469. Improved Transfection with Mixtures of Cationic Lipids: Application to Human Umbilical Artery Endothelial Cells (HUAEC)

Abstract

Cationic lipids have been widely used for the delivery of plasmid and antisense DNA into eukaryotic cells; however, inefficiency of transfection is a major problem confronting their use in gene therapy. To date, the primary approach to improving the transfection properties of cationic lipids has been the synthesis of new kinds of cationic amphipaths or the inclusion of non-cationic helper lipids. Here it is reported that an alternative approach can be unusually effective, namely, the combination of two cationic lipid derivatives with differing amounts of hydrophobicity. EDLPC (1, 2-dilauroyl-sn-glycero-3-ethylphosphocholine), when combined with EDOPC (1, 2-dioleoyl-sn-glycero-3-ethylphosphocholine), dramatically enhances (up to 30-fold or more) the transfection of human umbilical artery endothelial cells (HUAEC) even though, individually, EDOPC or EDLPC are quite weak transfection reagents for these cells. Similarly, the combinations of EDOPC/di-C14 dimethylammonium, di-C18 dimethylammonium/di-C14 dimethylammonium, EDOPC/DC-cholesterol and EDOPC/DMTAP transfected DNA into HUAEC ~10–100 times more efficiently than either compound separately.
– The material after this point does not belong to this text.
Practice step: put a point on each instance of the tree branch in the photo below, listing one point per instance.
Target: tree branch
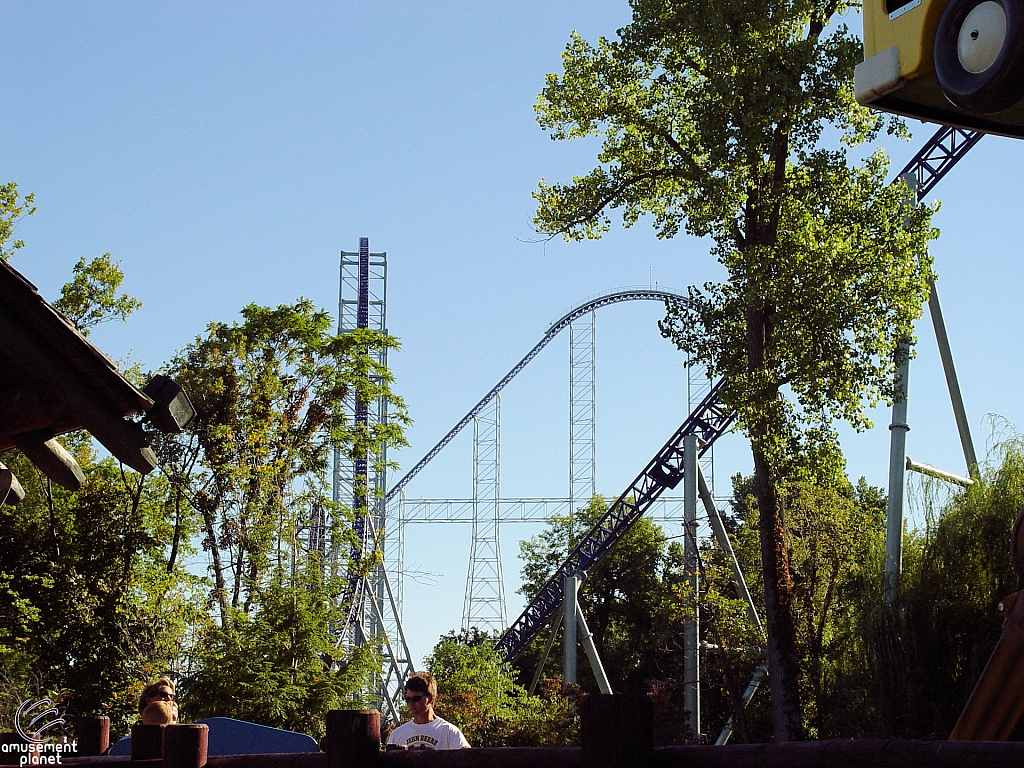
(594, 210)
A possible explanation of this synergy is that the incorporation of the shorter chain molecule increases the propensity for fusion of the lipoplex lipid with cellular membranes, so that the positive charge becomes neutralized and release of DNA is facilitated. To test this hypothesis, membrane fusion was measured using a FRET assay based on reduction of energy transfer between NBD-PE and Rh-PE in cationic lipids of the lipoplexes upon fusion with egg PC liposomes containing 20% DOPG. The extent of fusion of mixed-lipid lipoplexes was significantly greater than that of pure EDOPC. Also, by fluorescence microscopy of labeled lipid and oligonucleotides, it was seen that EDOPC lipoplexes remained undissociated in the cytoplasm whereas in the case of mixed-lipid lipoplexes, the oligonucleotide accumulated in the nucleus (especially at 2 h) while the lipid remained in the cytoplasm. These results also suggest that inclusion of the medium-chain lipid accelerates mixing of the lipoplex and cellular lipids and release of DNA. Until now, phosphatidylethanolamine and cholesterol have been used as the helper lipids to improve the transfection properties of cationic lipids. These data reveal that a second cationic lipid can dramatically improve the nucleic acid delivery properties of lipoplexes.